Un percorso sperimentale altamente innovativo, che permetterà agli studenti di essere competitivi sul mercato e contestualmente in grado di diventare imprenditori di se stessi, qualora volessero attivare una start up. La filiera è quella che vede in campo tre istituti: l’Itis Ettore Majorana e l’IIS San Benedetto di Cassino e l’IIS Marconi di Anagni, che dal prossimo anno scolastico, 2025-2026, offriranno ai loro studenti il diploma 4+2, in grado di far accedere all’università, al mercato del lavoro o all’alta formazione. Le iscrizioni alle sezioni sperimentali dei tre istituti sono aperte. Ne hanno parlato diffusamente i due dirigenti scolastici, i proff. Pasquale Merino del Majorana e reggente del Marconi, e Maria Venuti del San Benedetto, in una conferenza stampa a cui hanno preso parte i docenti dell’indirizzo Moda Made in Italy. Il DS Merino ha sottolineato “che tra qualche anno mancheranno migliaia di tecnici nelle aziende, quindi è urgente formare nuove professionalità. La scuola diventa un campus, si prolunga l’orario scolastico e si acquisiscono delle competenze immediatamente spendibili”.
In campo c’è un accordo di rete che prevede scuole, ITS, università e che vede operativi l’Itis Majorana (indirizzi Meccanica, Meccatronica ed Energia, Informatica e Telecomunicazioni), l’IIS San Benedetto indirizzo Moda e l’IIS Marconi di Anagni (Sistemi informativi aziendali e sistemi CAD)
“E’ un diploma che consente di spendere anche immediatamente le tue competenze se vuoi fermarti ai quattro anni. Ma l’alta formazione tiene conto dei fabbisogni formativi del frusinate e della vicina Campania”. Negli open day si è notato un grande interesse da parte delle famiglie che in questi giorni sono alle prese con le scelte degli indirizzi scolastici dei propri figli. Ciascuna scuola ha strutturato un piano di studi che garantisce lo stesso profilo garantito al quinquennio. E’ una didattica orientata più sul saper fare, quindi laboratoriale.
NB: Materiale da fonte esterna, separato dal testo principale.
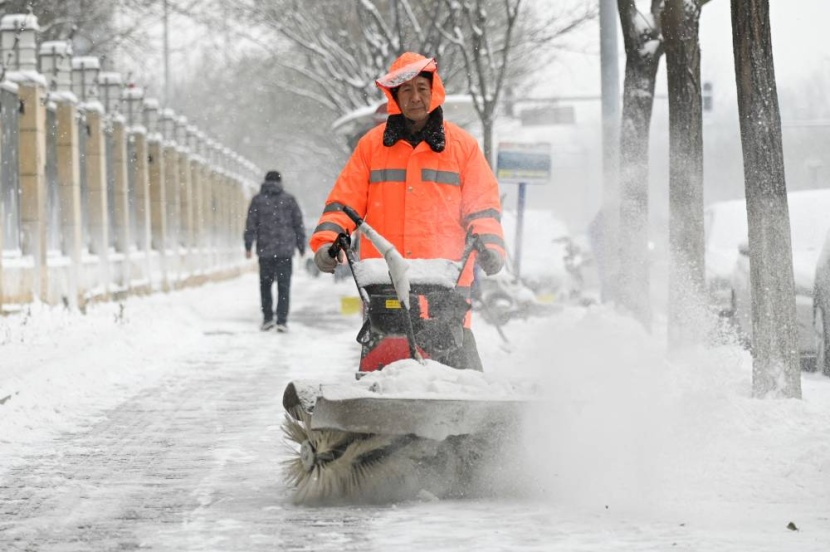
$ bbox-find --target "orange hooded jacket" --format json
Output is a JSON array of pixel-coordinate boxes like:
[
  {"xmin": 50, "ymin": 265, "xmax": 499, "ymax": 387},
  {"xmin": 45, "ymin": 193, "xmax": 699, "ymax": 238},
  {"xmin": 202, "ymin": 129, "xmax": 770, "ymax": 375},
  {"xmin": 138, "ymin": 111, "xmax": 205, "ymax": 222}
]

Spingendo sulle materie professionalizzanti dal secondo anno in poi.
Il prof. Palazzo dell’Itis ha sottolineato la necessità di formare nuovi tecnici altamente specializzati “perché siamo nell’era dell’Industria 5.0 che richiede competenze specifiche. Questo accordo di partenariato va proprio nella direzione di percorsi condivisi di approfondimento mirato”.
Per Il San Benedetto della DS Venuti si tratta della seconda esperienza in rete perché un anno fa è già partita la sperimentazione con l’indirizzo Alberghiero di Cassino, l’Alberghiero di Veroli, il Gioberti di Roma, cui poi si è aggiunto quello di Sezze (LT).
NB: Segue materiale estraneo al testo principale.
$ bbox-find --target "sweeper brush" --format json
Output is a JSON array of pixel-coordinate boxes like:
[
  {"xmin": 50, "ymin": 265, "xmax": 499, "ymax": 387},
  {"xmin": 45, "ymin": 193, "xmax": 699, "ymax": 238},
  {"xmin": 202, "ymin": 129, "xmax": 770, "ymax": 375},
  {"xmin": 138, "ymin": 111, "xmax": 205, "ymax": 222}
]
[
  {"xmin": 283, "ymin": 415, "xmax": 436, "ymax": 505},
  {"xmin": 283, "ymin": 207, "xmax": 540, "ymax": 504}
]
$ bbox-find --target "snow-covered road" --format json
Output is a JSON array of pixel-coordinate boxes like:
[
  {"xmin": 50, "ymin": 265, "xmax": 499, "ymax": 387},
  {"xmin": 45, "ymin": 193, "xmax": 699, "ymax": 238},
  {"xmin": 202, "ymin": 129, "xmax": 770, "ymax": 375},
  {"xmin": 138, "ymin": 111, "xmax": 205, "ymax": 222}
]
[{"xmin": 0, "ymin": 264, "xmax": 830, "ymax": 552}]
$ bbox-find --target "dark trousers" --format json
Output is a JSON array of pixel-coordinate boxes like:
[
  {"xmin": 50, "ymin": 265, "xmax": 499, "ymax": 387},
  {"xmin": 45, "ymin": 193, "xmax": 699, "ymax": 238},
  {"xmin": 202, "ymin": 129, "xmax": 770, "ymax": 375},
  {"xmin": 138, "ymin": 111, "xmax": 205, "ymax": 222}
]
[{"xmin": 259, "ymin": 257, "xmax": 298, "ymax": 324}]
“La filiera con l’Itis – ha spiegato la preside Venuti – prevede per l’anno 2025-26 una didattica modulata e in accelerazione, con percorsi PCTO strutturati già dal secondo anno, quindi con accordi con aziende e Academy moda di Roma. Cui si aggiunge l’alta formazione negli ultimi due anni. Perché la moda? Perché è un settore trainante dell’economia nazionale e dobbiamo imparare a tutelare il Made in Italy attraverso figure professionali altamente qualificate. E’ un’idea di scuola che si apre al territorio, esteso alle regioni confinanti”. La scelta da parte degli studenti iscritti al primo anno sperimentale non è vincolante: qualora si cambiasse idea durante il percorso, si potrebbe passare dal 4+2 al quinquennale tradizionale. Non è possibile, invece, fare il passaggio inverso.
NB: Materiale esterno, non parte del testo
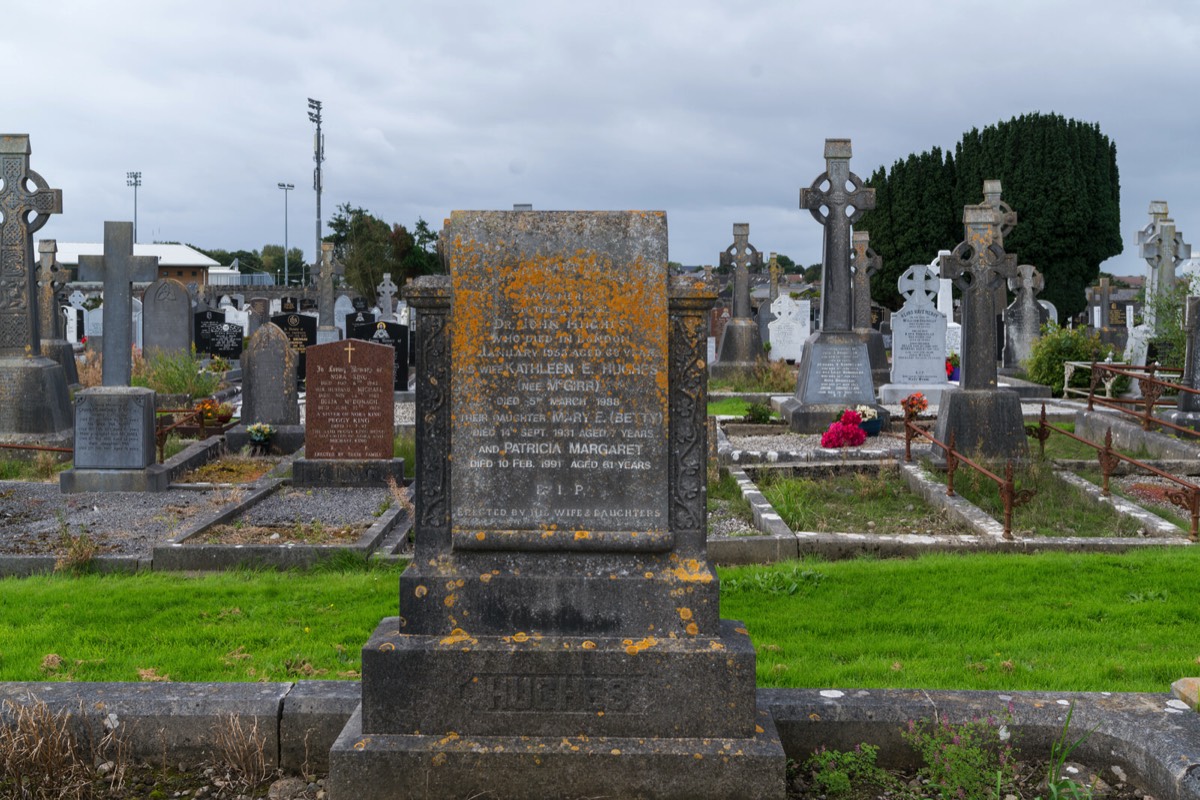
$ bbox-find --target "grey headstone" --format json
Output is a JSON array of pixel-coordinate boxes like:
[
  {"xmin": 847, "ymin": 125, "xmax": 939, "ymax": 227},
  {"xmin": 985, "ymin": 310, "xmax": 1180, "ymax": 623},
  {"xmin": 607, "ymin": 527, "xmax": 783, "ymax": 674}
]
[
  {"xmin": 892, "ymin": 264, "xmax": 946, "ymax": 385},
  {"xmin": 73, "ymin": 386, "xmax": 155, "ymax": 469},
  {"xmin": 142, "ymin": 278, "xmax": 192, "ymax": 355},
  {"xmin": 79, "ymin": 222, "xmax": 158, "ymax": 386},
  {"xmin": 241, "ymin": 325, "xmax": 300, "ymax": 425}
]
Di seguito i nomi dei docenti intervenuti all’incontro nella dirigenza di via Berlino: Per l itis il preside Pasquale Merino e il prof. Antonio Palazzo, per l’ IIS San Benedetto la preside Maria Venuti, la vice preside Adele Paolone e i docenti dell indirizzo moda Anna Maria Leonetti, Salvatore Iodice, Pina Saltarelli, Rossella Bicco, Letizia Pontarelli, Maria Di Fruscia.